Luigi Mangione's Partial Suppression was a Total Win
Suppression motions are rarely granted, for many reasons
On Monday, a New York State judge in the Luigi Mangione case handed down a decision that many called a “split” or “partial” win for the defense. That’s technically true: the Court denied the defense’s motion to suppress in part, and granted it in part. But that belies the reality: This was a massive win for the defense.
New York State Supreme Court Justice Gregory Carro ruled that the loaded magazine, cellphone, passport, wallet, and computer chip that Altoona police pulled out of Mangione’s backpack at a McDonald’s last December were seized in violation of the New York Constitution, and cannot be used against him at trial.
Suppression motions are always long shots. They are filed in nearly every case with physical evidence, and they almost always lose. Judges tend to find that the search was reasonable, that an exception applied, that the officer acted in good faith, or that the defendant lacked standing. And, in fairness, most of the time, the police are trying to follow their training and avoid violating constitutional rights.
Carro’s ruling cuts against that current — and it cuts in a case where the political pressure to admit every scrap of evidence is enormous.

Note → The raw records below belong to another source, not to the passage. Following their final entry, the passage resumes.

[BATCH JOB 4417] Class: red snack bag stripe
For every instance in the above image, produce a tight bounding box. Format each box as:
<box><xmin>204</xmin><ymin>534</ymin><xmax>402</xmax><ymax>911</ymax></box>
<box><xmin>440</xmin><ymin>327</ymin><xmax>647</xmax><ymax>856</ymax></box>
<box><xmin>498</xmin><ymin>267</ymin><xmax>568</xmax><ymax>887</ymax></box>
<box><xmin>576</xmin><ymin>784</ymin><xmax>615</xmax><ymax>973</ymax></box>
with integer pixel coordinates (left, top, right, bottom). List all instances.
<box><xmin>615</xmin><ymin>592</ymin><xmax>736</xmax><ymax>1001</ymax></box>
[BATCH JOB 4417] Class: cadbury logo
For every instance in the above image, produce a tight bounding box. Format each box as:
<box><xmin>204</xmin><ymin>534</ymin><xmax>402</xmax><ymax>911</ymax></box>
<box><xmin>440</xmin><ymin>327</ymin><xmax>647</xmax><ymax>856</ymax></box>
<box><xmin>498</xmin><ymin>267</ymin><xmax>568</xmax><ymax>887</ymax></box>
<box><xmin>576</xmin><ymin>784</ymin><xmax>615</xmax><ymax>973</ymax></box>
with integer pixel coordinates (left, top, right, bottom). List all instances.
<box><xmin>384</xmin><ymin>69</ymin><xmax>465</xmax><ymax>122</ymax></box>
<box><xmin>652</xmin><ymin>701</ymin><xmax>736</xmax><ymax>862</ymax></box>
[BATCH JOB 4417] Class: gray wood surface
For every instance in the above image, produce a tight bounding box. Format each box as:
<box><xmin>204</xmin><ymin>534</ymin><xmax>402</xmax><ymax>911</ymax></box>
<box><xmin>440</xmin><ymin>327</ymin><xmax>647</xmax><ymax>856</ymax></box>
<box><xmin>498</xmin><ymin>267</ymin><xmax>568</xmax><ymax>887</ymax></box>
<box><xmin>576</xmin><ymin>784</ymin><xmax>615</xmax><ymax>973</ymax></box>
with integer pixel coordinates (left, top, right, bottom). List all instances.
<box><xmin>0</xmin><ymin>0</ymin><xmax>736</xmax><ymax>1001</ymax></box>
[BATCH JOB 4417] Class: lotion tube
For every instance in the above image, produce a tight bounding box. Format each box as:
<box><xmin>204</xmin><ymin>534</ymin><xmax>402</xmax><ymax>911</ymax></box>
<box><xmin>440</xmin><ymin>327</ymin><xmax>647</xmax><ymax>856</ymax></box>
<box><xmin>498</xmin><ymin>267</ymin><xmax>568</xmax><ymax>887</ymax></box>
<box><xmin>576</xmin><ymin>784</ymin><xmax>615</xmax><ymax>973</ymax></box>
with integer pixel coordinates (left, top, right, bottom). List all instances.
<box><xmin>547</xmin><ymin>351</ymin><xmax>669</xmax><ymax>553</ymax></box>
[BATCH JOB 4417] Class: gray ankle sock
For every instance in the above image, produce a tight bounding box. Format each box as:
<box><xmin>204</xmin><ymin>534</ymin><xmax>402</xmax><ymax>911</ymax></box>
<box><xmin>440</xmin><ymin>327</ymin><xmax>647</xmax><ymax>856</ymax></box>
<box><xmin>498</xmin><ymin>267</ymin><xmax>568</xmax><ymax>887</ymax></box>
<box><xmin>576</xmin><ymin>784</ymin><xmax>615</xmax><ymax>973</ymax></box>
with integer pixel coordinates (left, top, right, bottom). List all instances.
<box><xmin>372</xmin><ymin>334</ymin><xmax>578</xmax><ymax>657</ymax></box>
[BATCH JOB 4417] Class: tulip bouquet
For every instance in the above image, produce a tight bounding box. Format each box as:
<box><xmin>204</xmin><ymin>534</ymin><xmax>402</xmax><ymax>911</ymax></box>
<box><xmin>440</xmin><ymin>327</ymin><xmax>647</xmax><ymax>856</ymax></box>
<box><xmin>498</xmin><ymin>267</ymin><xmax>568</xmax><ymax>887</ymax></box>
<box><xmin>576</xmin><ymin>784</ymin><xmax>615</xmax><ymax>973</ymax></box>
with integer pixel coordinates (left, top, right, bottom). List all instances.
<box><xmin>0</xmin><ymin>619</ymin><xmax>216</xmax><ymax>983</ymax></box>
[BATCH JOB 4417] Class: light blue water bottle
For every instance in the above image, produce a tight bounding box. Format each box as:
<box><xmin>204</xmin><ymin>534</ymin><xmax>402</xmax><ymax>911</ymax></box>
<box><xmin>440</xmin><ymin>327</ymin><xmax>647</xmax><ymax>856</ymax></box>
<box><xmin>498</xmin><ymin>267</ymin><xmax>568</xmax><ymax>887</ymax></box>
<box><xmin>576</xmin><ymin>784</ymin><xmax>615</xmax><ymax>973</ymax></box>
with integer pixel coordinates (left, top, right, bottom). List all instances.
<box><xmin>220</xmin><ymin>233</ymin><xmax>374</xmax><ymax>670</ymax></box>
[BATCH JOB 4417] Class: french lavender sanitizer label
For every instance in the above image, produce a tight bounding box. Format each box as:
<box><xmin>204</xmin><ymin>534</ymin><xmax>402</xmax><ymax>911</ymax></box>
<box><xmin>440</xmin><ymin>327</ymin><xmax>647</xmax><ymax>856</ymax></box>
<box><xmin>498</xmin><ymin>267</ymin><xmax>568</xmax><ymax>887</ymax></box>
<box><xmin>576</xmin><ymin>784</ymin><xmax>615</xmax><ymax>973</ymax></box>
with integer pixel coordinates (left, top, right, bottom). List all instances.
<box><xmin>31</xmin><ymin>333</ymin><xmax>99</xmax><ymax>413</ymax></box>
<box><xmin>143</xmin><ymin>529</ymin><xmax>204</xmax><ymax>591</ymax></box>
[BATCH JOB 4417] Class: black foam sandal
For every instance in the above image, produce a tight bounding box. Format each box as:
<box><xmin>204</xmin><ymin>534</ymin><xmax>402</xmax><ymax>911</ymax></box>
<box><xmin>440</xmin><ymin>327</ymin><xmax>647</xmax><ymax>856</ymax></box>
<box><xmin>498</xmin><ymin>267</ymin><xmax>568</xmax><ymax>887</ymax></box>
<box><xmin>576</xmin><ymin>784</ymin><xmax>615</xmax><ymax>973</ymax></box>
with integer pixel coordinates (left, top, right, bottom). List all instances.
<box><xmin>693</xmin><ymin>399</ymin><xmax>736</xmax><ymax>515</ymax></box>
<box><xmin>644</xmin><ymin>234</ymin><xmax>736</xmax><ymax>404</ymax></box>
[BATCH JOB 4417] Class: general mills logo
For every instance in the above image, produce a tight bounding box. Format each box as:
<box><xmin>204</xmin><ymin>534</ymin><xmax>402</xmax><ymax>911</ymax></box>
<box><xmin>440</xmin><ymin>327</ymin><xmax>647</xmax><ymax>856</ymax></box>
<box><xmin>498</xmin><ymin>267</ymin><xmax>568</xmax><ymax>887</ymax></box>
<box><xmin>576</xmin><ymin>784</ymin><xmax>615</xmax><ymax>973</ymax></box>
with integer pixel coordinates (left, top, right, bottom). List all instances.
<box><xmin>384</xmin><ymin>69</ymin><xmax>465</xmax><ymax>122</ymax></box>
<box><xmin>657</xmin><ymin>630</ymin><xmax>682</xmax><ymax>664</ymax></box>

The legal pivot point was the “grabbable area” doctrine. Under New York’s interpretation of search-incident-to-arrest, officers can search containers near an arrestee only if those containers are within reach and there is a reasonable basis to believe the suspect could grab a weapon or destroy evidence. By the time the Altoona officers were rifling through Mangione’s backpack, he was handcuffed, surrounded by as many as eight officers, and the backpack had been moved nine feet away. The court found that the bag was under “exclusive control of the police.” That means there was no exigency. The officers’ claim that they were searching for a bomb was undermined by their own conduct: they conducted the “safety” search in a public hallway customers were walking through, stopped once they found the magazine, and lingered over a wallet and a small cardboard sleeve no reasonable officer believes might contain an explosive.
Just as important, Carro rejected the prosecution’s attempt to retroactively salvage the search through Pennsylvania’s good-faith exception or the independent-source doctrine. New York law applied because New York is the forum, and New York has no good-faith exception. The later Pennsylvania warrant could not repair the earlier illegality because it relied, in part, on the very evidence the police had already unlawfully seized. And that makes sense: Police shouldn’t be able to clean up their own violations of constitutional protections just because they are able to secure a warrant later on.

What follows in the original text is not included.